U.S. Drag
Anyone who moans about theatre’s lack of appeal for - and relevance to - young people has only to catch Gina Gionfriddo’s latest, U.S. Drag, which features a crackling ensemble snazzily directed by Trip Cullman.
The "drag" part might mislead. The play has nothing to do with transvestism, at least overtly: it’s a phrase lifted from William Burroughs’s "Naked Lunch" about the sorry state of U.S. culture. The play’s two central protagonists - recent Vassar roommates Allison (leggy, helium-voiced Tanya Fischer) and Angela (soulful-eyed Lisa Joyce) - are experiencing the downside of entry-level living in Manhattan.

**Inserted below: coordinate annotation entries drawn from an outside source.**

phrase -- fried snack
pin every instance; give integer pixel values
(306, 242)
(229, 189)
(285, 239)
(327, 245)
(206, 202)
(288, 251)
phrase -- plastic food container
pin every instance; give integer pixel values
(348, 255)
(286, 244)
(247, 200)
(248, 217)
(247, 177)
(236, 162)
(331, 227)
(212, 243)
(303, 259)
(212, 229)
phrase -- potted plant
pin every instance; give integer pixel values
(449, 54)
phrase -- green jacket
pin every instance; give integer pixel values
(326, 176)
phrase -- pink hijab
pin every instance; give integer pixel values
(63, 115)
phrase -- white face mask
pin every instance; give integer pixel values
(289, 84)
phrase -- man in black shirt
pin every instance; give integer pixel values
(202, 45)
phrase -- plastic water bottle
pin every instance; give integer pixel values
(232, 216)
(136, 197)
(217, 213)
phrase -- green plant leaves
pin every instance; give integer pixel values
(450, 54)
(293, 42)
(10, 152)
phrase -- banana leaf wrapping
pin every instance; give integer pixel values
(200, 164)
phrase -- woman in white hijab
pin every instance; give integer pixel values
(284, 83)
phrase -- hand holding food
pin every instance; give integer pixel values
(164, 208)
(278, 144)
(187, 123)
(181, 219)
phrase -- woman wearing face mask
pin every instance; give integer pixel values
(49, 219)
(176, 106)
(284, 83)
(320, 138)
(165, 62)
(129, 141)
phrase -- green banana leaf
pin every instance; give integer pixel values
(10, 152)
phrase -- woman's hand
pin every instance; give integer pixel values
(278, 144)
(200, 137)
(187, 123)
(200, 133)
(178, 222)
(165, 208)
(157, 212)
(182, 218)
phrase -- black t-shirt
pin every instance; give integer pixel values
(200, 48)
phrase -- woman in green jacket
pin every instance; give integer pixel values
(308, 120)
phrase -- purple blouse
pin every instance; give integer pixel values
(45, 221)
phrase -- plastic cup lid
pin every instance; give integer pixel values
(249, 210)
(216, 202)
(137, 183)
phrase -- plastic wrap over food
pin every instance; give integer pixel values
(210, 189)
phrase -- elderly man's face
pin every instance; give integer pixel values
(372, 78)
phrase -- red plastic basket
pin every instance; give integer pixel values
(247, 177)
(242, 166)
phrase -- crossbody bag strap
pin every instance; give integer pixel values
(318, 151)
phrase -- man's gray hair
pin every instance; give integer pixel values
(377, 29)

Having bailed out of subsistence jobs Xeroxing in the basement bowels of Conde Nast, they’re subsisting - as once did Holly Golightly - on pity cabfare from soft-touch males concerned for their late-night safety. For shelter, they’ve scammed their way into the apartment of a marriage-minded financial whiz-kid (Matthew Stadelmann, suitably rabid, like a junior Harvey Keitel): they’re supposed to hold parties and attract him a mate.
Suspended "between things," they pin their hopes on the reward attached to dropping a dime on a so-far-unseen serial attacker named Ted, whose modus operandi is innocuously asking for help. Indefatigable clubbers, they figure they’ll run into him eventually, and meanwhile they pray that fate will soon bestow on them all the rewards - fame and fortune - of celebrity victimhood.
As a co-producer and frequent writer for the "Law & Order" series, Gionfriddo knows from victimology and its seamy underside, as she proved in 2004’s "After Ashley." It’s almost as if, in dealing daily with the hideous acts (ripped, as they say, from the headlines) that humans can perpetrate on one another, she turns to theatre as an outlet for the part of her that needs to laugh as well as mourn.
"U.S. Drag" abounds in comic scenes and satiric characters - most notably, compulsive "helper" Ned (goonily gesticulating Lucas Papaelias), who embodies the intractable obtuseness of every touchy-feely crusader you ever encountered, and Christopher (intense Logan Marshall-Green), a famous author of creative nonfiction - "Oxymoronic bullshit, isn’t it?" observes Angela - who’s a bundle of narcissistic self-pity. He had a deprived childhood - deprived of actual abuse, that is.
It’s not just that Gionfriddo is so on top of these topical touch points; she knows how to mete them out among recognizable if extreme characters. There’s real magic at work here, as well as hope for theatre audiences of all ages.
At the Beckett Theatre at Theatre Row (212-279-4200; February 23 - March 16); tickets $20-$37.50.